In our example of cash movement (or any financial instrument), such additional solutions include the introduction of mechanisms such as transactions and reconciliation.
These mechanisms provide a workaround for an artificially introduced problem. It is artificial because it does not exist in the target domain; it was created by the implementation domain during the encoding stage, owing to the absence of the appropriate primes or constraints that exist naturally in the target domain.
Conclusion
The result of these two problems arising during encoding is a breakdown of the modeling relation: the implementation begins to produce errors, malfunction, and can even lose its function.
Conventions, design patterns, and best practices serve only as local heuristics — ways to navigate out of a faulty position. They cannot resolve the structural incommensurability itself.
The approach DCM takes is to reformulate the problem. Instead of trying to bridge the incommensurability gap, DCM chooses a different implementation domain. Unlike the target domain, which is given to us at the outset, the implementation domain is a tool that we create in order to deal with the former.
Programming languages were not designed from the ground up to handle the kinds of target domains we are concerned with here.

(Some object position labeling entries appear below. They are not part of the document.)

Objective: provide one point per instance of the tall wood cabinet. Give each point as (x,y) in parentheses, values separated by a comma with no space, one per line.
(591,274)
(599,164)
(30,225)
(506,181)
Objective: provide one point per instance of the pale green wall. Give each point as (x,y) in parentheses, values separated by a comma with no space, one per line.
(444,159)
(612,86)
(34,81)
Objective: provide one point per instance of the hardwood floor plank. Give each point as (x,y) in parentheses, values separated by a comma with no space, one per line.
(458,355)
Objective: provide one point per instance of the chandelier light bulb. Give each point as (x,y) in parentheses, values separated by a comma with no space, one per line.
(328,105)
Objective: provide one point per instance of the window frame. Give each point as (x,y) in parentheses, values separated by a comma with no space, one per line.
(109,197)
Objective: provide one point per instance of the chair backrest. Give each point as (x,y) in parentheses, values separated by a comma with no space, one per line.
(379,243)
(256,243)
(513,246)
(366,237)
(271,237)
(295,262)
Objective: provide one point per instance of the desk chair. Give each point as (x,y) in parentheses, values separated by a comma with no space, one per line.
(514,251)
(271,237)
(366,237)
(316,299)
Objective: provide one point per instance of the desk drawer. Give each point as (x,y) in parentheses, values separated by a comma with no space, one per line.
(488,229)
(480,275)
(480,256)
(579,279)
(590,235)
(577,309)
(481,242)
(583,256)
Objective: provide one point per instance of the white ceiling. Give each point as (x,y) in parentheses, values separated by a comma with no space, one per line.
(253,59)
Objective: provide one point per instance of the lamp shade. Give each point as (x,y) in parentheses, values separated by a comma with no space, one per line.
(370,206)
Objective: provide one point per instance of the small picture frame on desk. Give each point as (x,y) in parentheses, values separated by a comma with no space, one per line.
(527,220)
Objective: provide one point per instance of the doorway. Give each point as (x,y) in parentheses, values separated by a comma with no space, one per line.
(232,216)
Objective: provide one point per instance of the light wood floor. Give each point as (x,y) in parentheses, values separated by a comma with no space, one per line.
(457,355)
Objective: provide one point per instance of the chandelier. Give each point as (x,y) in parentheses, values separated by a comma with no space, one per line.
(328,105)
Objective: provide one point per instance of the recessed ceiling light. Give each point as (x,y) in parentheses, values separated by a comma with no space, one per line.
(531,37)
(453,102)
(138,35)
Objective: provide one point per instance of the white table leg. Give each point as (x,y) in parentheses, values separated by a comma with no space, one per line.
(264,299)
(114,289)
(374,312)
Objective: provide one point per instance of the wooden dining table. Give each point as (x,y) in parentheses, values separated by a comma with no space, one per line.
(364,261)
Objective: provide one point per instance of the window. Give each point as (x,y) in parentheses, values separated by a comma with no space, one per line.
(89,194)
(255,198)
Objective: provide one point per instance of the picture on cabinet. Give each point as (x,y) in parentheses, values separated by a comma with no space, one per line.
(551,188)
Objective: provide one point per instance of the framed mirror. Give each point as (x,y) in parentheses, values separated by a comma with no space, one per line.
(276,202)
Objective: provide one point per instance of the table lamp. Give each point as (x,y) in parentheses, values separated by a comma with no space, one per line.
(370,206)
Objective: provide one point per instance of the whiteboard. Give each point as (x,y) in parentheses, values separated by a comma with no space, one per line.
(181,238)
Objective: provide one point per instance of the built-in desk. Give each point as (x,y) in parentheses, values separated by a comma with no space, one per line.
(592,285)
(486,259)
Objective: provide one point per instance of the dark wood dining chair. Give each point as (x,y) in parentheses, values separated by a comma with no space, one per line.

They were designed primarily to make number-crunching faster, being rooted in hardware architectures built for computation and storage rather than for reasoning about human interaction or cognition.
The latter serves as the starting point for DCM, which attempts to create an implementation domain aligned as closely as possible with the target domain. DCM thus sees the task of building software through the lens of the modeling relation: the implementation domain should be a direct formalization of the target domain, rather than a completely different domain that must then be bridged.
Since DCM must still run on computers, it is ultimately mapped into the PL domain. However, when building software that implements a specific target domain — such as contract management — the implementation is done in DCM terms, so that how DCM itself maps into the PL domain is not a concern at this stage. DCM, as an implementation domain, is already furnished with the right encodings, which can be applied directly rather than built from scratch. It is then the job of DCM to make these run on the PL as the underlying level.